Les notes de service sur la nécessité d’hydrater les personnes âgées n’ont pas manqué. Ce n’est pas pour autant que tous les postes de soins
disposaient de bouteilles fraîches. Il a même fallu huit jours pour que de simples vaporisateurs soient distribués.
Quant aux fontaines réfrigérées, les anciennes, alimentées sur les canalisations, ont été supprimées il y a des années, car les germes y
proliféraient. Mais elles n’ont pour l’instant pas été remplacées par d’autres, alimentées par des bonbonnes. Le seront-elles enfin?
Le plan Blanc n’a été décrété que le jeudi 14 dans l’après-midi. Mais il n’était de toute façon pas applicable: où chercher les agents partis en
vacances? Quant au nombre de lits rouverts pour accueillir les malades encombrant les urgences, il n’a été que d’une douzaine. Il n’aurait
d’ailleurs servi à rien d’en ouvrir davantage dans les conditions actuelles: qui aurait pu s’occuper des malades supplémentaires ?
Car le plus grave est que rien n’a été fait pour augmenter les effectifs. La direction a multiplié les notes, incitant le personnel à renoncer aux
repos supplémentaires et aux jours de RTT. Mais cela n’a pas eu grand effet, car bien rares étaient ceux qui pouvaient prendre de tels repos en
été, même dans les conditions ordinaires, faute d’effectifs suffisants.
Certains établissements ont recruté des intérimaires. La direction de Beaujon, elle, n’y a plus recours depuis des années, pour des raisons
budgétaires. Elle n’a pas dérogé à cette attitude pendant la canicule.
Du coup, faute de renforts, les urgences ont fonctionné au prix d’innombrables heures supplémentaires accomplies par le personnel.
La direction n’a pas recruté non plus de main-d’œuvre temporaire. Cela n’aurait posé aucun problème de qualification, car n’importe qui peut
apprendre en un instant les gestes élémentaires qu’on doit accomplir vis-à-vis d’une personne âgée qui se déshydrate.
Dans les services, des soignants ont dû «doubler» leur équipe, c’est-à-dire travailler l’après-midi en plus du matin, faute de relève. Quinze
heures par la chaleur qui régnait, quand après sept heures on ne rêve déjà que de prendre sa douche et de se coucher!

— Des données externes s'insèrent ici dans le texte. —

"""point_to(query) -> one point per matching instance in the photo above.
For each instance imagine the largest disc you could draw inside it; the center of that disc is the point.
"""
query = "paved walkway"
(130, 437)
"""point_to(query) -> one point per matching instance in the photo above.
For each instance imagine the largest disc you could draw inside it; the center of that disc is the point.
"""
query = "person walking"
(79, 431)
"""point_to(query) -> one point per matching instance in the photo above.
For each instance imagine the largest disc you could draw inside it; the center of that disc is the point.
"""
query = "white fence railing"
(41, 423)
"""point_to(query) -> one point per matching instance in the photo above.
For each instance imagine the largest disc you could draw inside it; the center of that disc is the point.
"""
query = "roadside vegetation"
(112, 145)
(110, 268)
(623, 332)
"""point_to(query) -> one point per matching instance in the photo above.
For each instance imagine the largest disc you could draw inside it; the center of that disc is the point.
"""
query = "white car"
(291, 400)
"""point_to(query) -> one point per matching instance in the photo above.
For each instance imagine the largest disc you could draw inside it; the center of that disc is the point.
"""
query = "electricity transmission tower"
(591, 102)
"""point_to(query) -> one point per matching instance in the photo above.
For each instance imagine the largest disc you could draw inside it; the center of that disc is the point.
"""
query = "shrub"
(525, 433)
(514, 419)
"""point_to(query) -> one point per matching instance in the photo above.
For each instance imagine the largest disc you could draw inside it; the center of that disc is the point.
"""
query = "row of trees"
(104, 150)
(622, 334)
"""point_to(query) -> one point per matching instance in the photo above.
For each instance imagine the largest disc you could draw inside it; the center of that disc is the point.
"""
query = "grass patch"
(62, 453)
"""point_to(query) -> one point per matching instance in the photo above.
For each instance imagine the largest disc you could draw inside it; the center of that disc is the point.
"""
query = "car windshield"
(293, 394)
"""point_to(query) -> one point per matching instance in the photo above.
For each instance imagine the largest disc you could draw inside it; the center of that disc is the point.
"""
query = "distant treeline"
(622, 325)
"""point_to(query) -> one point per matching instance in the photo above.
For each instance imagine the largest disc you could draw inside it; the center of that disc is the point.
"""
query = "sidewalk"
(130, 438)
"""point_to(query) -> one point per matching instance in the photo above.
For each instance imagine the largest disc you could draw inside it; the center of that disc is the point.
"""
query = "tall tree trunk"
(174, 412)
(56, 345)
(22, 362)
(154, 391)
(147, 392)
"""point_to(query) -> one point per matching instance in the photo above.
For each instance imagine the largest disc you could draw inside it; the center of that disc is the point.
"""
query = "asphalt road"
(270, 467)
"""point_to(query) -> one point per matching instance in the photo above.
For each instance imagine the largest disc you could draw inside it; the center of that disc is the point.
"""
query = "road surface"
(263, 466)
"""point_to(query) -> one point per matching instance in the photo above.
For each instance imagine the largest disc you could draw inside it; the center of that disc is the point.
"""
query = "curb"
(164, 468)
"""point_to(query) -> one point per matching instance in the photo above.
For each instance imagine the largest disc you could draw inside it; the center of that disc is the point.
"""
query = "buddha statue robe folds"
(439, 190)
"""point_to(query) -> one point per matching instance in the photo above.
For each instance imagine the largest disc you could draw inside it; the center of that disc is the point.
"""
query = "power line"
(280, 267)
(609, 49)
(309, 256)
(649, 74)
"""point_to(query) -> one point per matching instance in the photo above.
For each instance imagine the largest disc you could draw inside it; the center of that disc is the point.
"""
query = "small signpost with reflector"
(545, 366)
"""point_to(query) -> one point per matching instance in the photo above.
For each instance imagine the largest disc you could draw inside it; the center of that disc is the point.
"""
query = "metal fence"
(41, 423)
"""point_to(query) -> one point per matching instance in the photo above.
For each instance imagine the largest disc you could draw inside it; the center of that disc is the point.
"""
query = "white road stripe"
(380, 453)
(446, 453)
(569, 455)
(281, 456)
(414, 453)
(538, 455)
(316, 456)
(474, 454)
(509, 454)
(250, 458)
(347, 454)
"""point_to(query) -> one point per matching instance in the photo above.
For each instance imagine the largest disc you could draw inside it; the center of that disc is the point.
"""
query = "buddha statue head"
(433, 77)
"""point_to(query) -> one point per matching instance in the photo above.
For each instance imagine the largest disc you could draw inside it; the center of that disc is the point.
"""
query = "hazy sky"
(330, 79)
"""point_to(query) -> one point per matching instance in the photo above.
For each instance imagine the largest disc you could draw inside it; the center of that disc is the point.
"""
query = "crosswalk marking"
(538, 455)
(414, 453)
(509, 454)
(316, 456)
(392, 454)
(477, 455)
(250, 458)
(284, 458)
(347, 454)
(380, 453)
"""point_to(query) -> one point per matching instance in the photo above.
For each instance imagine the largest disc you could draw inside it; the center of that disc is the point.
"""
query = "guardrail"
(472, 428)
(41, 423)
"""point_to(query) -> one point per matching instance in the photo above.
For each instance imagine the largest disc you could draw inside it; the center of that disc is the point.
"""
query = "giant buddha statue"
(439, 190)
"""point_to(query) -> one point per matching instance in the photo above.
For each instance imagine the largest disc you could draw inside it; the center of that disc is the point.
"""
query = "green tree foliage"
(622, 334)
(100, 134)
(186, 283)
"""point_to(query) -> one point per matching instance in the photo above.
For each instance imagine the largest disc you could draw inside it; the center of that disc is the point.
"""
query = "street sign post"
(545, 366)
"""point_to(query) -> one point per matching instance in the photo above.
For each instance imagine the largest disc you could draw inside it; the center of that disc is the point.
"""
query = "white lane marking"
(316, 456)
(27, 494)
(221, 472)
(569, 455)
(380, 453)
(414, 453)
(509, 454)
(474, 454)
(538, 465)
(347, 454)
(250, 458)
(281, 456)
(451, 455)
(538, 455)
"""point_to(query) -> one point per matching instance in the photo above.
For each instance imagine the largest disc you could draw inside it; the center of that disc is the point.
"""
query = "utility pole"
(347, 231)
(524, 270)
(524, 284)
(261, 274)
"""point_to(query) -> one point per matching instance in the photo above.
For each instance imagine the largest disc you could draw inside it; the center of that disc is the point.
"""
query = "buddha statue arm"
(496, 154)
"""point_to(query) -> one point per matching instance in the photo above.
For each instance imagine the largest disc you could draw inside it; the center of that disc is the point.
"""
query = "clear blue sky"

Inutile de dire que la vague annonce d’une prime exceptionnelle par Raffarin a fait tristement sourire, comme la promesse de jours de repos
supplémentaires. Ce n’est pas cela dont nous avons besoin, mais de conditions normales en permanence, qui nous permettent de ne pas nous
trouver au plus mal dans les périodes de crise.